Ein Beispiel: Die Schweizer Banken hielten bis zu einem Drittel der Aktien der Compagnie des Indes, einer französischen Gesellschaft, die das Monopol im Sklavenhandel in Westafrika hielt.
Geschäftshäuser finanzierten oder handelten mit Unternehmen, die im Sklavenhandel tätig waren. Ausserdem zeichneten sich auch einige Schweizer in der Unterdrückung von Sklaven-Aufständen aus.
Kurz, die Verwicklung der Schweiz in die Geschichte der Sklaverei war offensichtlich grösser, als man laut den Geschichtsbüchern glauben könnte.
International gilt die Sklaverei heute als Verbrechen gegen die Menschheit. Fässler bestätigt, die Schweiz müsse sich damit erneut ihrer Vergangenheit stellen.
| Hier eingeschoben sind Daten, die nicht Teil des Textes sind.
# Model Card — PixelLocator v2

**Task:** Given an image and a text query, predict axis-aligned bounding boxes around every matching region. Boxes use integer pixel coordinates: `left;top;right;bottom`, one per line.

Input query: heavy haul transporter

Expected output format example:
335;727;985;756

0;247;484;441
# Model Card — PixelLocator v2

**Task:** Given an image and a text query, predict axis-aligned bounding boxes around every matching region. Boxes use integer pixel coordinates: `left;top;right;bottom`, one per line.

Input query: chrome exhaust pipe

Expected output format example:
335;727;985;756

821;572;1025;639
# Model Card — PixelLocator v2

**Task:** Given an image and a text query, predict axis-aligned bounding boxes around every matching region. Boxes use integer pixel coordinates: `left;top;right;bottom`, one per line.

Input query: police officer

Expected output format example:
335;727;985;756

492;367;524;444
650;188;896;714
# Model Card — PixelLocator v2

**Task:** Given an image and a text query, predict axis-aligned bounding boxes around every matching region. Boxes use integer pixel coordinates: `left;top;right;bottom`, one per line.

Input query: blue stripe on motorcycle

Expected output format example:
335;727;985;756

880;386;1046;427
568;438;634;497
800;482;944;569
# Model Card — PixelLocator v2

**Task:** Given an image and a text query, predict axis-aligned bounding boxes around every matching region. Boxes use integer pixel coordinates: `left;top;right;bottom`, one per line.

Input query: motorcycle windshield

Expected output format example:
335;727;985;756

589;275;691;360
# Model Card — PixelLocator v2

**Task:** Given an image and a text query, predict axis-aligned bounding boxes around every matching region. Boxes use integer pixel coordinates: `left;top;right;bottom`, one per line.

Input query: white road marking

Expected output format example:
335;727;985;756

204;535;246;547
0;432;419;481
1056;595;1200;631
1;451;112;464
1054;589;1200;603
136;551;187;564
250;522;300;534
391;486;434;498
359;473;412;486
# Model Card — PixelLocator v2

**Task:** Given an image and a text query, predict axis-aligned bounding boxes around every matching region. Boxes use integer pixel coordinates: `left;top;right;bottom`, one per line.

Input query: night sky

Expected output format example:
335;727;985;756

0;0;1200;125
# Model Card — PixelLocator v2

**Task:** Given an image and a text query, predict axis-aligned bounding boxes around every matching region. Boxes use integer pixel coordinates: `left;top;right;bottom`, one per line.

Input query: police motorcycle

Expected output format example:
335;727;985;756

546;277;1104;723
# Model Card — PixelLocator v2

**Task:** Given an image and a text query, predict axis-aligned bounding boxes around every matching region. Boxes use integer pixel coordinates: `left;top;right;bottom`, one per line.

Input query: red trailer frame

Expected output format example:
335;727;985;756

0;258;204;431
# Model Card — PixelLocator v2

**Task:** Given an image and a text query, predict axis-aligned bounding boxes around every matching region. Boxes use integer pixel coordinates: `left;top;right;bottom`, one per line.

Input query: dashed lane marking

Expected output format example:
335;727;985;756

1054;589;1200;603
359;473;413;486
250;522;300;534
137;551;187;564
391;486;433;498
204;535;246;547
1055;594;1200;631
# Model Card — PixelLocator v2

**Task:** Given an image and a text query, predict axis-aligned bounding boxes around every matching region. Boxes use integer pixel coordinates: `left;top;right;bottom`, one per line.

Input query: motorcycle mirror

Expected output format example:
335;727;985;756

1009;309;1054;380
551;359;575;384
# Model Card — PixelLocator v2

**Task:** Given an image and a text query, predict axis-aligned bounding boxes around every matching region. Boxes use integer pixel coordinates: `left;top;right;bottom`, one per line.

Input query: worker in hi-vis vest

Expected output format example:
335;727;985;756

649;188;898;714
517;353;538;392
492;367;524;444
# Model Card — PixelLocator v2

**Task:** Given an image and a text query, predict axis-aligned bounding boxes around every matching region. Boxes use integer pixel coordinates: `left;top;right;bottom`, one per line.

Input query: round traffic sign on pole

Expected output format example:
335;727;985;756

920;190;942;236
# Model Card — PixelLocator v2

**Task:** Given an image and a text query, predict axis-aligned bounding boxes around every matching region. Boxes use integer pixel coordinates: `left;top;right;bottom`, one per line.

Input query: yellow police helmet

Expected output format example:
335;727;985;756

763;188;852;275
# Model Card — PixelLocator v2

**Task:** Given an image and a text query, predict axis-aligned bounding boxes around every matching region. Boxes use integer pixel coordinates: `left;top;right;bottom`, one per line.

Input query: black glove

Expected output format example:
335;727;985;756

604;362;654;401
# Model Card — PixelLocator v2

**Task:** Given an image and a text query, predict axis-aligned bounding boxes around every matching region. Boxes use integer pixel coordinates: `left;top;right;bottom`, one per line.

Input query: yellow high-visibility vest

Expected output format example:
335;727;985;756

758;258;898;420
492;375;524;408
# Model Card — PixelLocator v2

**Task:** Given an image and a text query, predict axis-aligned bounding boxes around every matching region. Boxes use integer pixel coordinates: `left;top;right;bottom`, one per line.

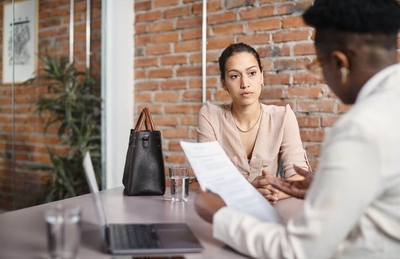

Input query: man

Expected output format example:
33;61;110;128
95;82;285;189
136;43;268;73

195;0;400;259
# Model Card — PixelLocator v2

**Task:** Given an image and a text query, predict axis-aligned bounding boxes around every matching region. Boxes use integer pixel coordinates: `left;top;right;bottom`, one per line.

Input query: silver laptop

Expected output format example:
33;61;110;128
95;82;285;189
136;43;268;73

83;152;203;255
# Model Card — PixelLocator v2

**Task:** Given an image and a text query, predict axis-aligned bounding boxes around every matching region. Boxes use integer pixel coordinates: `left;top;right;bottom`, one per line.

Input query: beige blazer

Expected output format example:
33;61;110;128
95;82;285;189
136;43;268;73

197;102;310;182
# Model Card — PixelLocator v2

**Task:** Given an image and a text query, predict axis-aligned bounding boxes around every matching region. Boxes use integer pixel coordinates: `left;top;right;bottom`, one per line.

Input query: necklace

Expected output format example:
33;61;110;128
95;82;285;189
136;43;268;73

232;104;262;133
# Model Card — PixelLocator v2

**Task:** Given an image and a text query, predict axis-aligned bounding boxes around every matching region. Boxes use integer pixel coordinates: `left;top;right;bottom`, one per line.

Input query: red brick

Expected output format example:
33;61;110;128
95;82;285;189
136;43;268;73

321;116;339;127
161;55;187;65
135;93;152;103
264;74;290;86
176;17;202;29
183;91;202;102
214;90;232;101
273;30;310;43
247;19;281;31
146;44;171;55
164;154;187;164
287;87;324;98
149;69;172;78
193;1;222;14
274;58;310;71
182;28;202;40
213;24;243;35
174;40;201;53
135;58;158;67
154;91;181;102
297;100;335;113
300;129;325;142
154;0;179;8
148;21;174;32
260;86;285;99
282;16;306;29
240;6;274;20
153;32;179;43
297;115;320;128
293;43;316;56
152;116;178;127
164;104;194;114
338;102;352;113
207;12;236;25
164;6;191;19
293;72;321;84
237;33;270;45
176;66;201;76
161;80;187;90
135;11;162;23
180;114;198;127
306;145;321;157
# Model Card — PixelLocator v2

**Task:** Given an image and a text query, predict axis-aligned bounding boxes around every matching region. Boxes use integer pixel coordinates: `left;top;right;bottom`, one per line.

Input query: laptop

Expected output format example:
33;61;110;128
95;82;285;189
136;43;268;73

83;152;203;255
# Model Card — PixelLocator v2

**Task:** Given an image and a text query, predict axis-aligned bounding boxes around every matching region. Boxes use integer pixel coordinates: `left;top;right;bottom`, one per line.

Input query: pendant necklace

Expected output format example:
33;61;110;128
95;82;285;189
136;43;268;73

232;104;262;133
swissinfo: Wie erklären Sie sich das jüngste Interesse der internationalen Gemeinschaft am Sklavenhandel?
Hans Fässler: Diese internationalen Gedenktage wiederspiegeln vor allem den Willen einiger Länder, auch der Schweiz, Licht in ihre Vergangenheit zu bringen. Heute erheben sich viele Stimmen, die Vergangenheitsbewältigung, aber auch eine Analyse der Folgen der Sklaverei auf unsere heutige Zeit verlangen.
Erst mit dem Ende des Kalten Kriegs waren die Staaten bereit, sich mit diesem Kapitel der Geschichte zu befassen. Vorher war das Thema ganz einfach tabu. Und wer es an die Öffentlichkeit zu bringen wagte, galt meist als Nestbeschmutzer. In der Schweiz wie anderswo glaubte man, dass Kritik am eigenen Land dieses im Kampf gegen den damaligen Ostblock schwächte.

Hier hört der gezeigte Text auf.